Репетиционные неприятности не имели ничего или почти ничего общего с вышеописанными событиями. Недели шли. Результаты были по — прежнему средние. К тому же что‑то произошло с Марик Вое, нашим сценографом — то ли временный провал в памяти, то ли дало себя знать перенапряжение. Вот уже много лет мужское пошивочное ателье Драматического театра было «укомплектовано» неумелой бестолочью. Марик тихо и упорно боролась с их глупостью, ленью и чванливостью, ни одна вещь не соответствовала эскизам, ничего не было готово. Все это привело к тому, что Марик забыла о диапозитивах. Их подбор она поручила одной молодой особе, для которой — по причине ее общей некомпетентности — не нашлось другой работы. Та горячо взялась за дело и заказала фотографий на десятки тысяч крон, на что никто не обратил внимания. Наконец молчание вокруг диапозитивов показалось мне подозрительным, и я начал разбираться в этом деле. Оказалось, в нашем распоряжении замечательные новые проекционные аппараты и ни одного диапозитива. Катастрофа казалась неминуемой, но нам повезло: нашелся молодой, знавший дело фотограф, горевший желанием помочь; дни и ночи напролет он подбирал мотивы и решал возникавшие технические проблемы. Последние диапозитивы были готовы к генеральной репетиции.
В пятницу 14 марта состоялся первый прогон, спектакль игрался без остановок и повторов. В дневнике я записал: «Не прогон, а насмешка. Сижу и глазею. Ни малейшего сопереживания. Абсолютно бесстрастен. Ну да ладно, время еще есть». (Премьера была запланирована на 17 апреля, в 79–ю годовщину первой премьеры.)
В воскресенье мы с Эрландом сидим у меня в кабинете в театре и разговариваем о Себастьяне Бахе. Маэстро вернулся домой после длительного путешествия, за время его отсутствия умерли жена и двое детей. В его дневнике появляется запись: «Господи всеблагой, не дай мне потерять радость».
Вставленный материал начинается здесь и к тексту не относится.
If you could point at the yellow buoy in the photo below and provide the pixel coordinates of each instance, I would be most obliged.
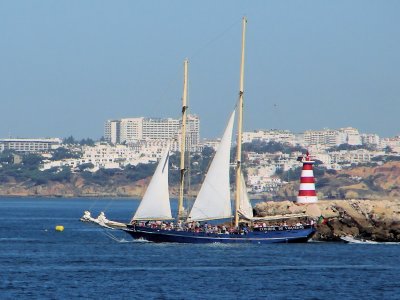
(59, 228)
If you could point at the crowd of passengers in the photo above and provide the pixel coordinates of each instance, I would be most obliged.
(210, 228)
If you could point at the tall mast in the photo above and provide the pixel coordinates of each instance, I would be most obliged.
(240, 122)
(183, 139)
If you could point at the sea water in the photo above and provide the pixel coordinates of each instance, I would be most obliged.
(89, 262)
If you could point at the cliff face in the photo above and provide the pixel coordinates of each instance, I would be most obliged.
(377, 220)
(362, 182)
(76, 187)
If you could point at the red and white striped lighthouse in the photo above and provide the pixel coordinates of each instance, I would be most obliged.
(307, 182)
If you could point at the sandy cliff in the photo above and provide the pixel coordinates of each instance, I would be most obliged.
(371, 219)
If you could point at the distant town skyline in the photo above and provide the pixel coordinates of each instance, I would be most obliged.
(69, 66)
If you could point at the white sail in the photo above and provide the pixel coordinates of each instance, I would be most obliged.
(245, 208)
(213, 200)
(155, 204)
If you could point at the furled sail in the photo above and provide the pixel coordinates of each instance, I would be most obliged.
(245, 208)
(213, 200)
(155, 204)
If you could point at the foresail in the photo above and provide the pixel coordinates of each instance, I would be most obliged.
(245, 208)
(213, 200)
(155, 204)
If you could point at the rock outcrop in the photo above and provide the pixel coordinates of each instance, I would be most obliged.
(377, 220)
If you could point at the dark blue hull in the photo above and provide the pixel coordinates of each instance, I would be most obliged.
(284, 234)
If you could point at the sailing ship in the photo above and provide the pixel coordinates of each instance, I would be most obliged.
(153, 219)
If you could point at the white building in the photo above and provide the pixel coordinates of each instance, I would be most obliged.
(325, 137)
(351, 135)
(30, 145)
(370, 139)
(280, 136)
(132, 130)
(112, 131)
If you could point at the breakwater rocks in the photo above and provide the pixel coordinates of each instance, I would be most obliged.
(377, 220)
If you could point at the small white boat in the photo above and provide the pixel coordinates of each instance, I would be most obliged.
(351, 240)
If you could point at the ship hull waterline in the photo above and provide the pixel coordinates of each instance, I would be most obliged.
(300, 235)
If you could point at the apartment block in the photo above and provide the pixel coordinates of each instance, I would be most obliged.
(30, 145)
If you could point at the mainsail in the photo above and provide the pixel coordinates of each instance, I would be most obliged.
(213, 200)
(245, 208)
(155, 204)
Всю свою сознательную жизнь я прожил с тем чувством, которое Бах называл радостью. Оно спасало меня в критические моменты и в несчастьях, было мне столь же надежной опорой, как и мое сердце. Порой подавляло, причиняло неудобства, но никогда не бывало враждебной, разрушительной силой. Бах называл это состояние радостью, Божьей радостью. Господи всеблагой, не дай мне потерять радость.
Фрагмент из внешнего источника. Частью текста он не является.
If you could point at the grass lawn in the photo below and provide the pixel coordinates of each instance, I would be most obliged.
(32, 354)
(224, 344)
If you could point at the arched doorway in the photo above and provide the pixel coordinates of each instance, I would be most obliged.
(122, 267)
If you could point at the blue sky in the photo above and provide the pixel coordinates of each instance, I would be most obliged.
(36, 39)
Внезапно я слышу, как говорю Эрланду: «Я теряю радость. Ощущаю это физически. Она ускользает от меня, оставляя после себя болезненную пустоту и влажную оболочку, которая скоро усохнет и исчезнет».
Я заплакал и испугался, потому что давно отвык плакать. В детстве я часто и охотно пускал слезу. Мать, раскусив мою хитрость, стала меня наказывать. Я перестал плакать. Иногда из глубины, со дна колодца до меня доносится безумный вой, всего лишь эхо, он настигает без предупреждения. Безудержно рыдающий ребенок, вечный узник.
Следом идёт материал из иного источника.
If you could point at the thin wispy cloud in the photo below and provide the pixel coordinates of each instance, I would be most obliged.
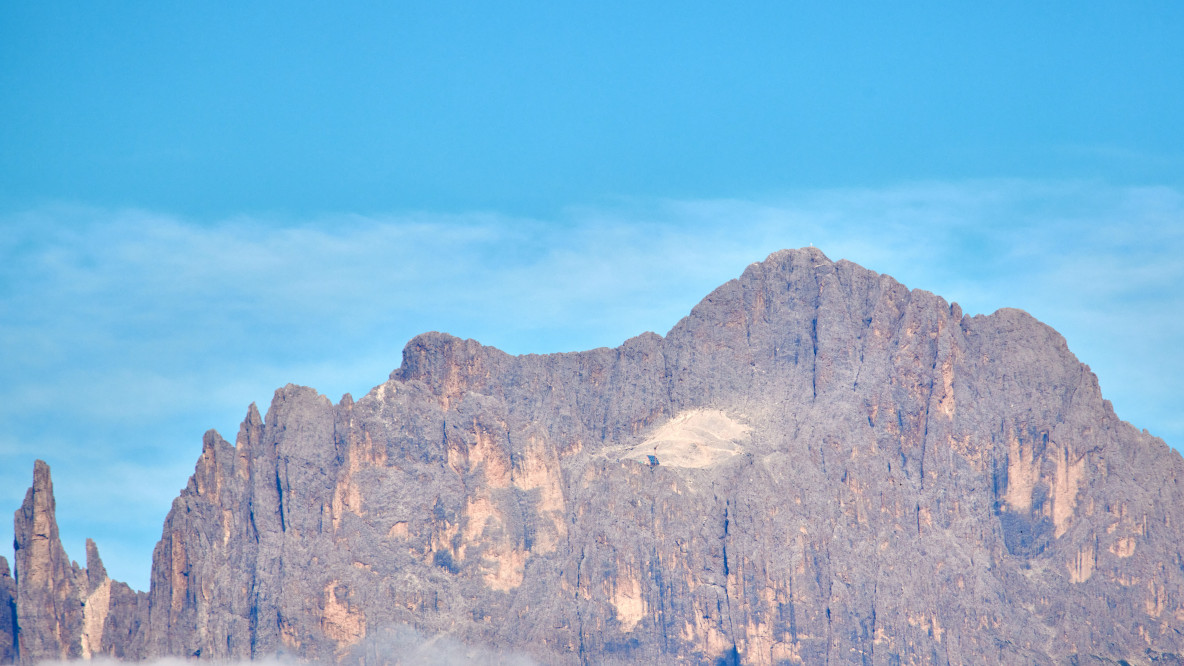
(130, 332)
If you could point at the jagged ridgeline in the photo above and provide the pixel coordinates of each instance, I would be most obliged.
(817, 465)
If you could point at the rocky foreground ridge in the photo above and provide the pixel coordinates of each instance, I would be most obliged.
(817, 466)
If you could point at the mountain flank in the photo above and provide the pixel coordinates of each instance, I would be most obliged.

В тот сумеречный день в моем кабинете взрыв произошел неожиданно. Меня залила черная жгучая тоска.
Несколько лет назад я навестил своего друга, умиравшего от рака. Разъедаемый изнутри болезнью, он превратился в сморщенного гнома с огромными глазами и колоссальными желтыми зубами. Он лежал на боку, подключенный ко множеству аппаратов, прижимал левую ладонь к лицу и шевелил пальцами. Губы его растянулись в жуткой улыбке, и он проговорил: «Гляди, я еще могу шевелить пальцами, все‑таки какое‑то развлечение».
Надо приспособиться, сократить линию фронта, битва все равно проиграна, ничего другого ждать не приходится, хотя я и жил в жизнерадостном заблуждении, что Бергману, мол, не грозит разрушение. «Неужели нет никаких скидок, никаких льгот для артистов?» — спрашивает актер СКат в «Седьмой печати», цепляясь за крону Дерева жизни. «Нет никаких льгот для артистов», — отвечает Смерть и начинает пилить ствол.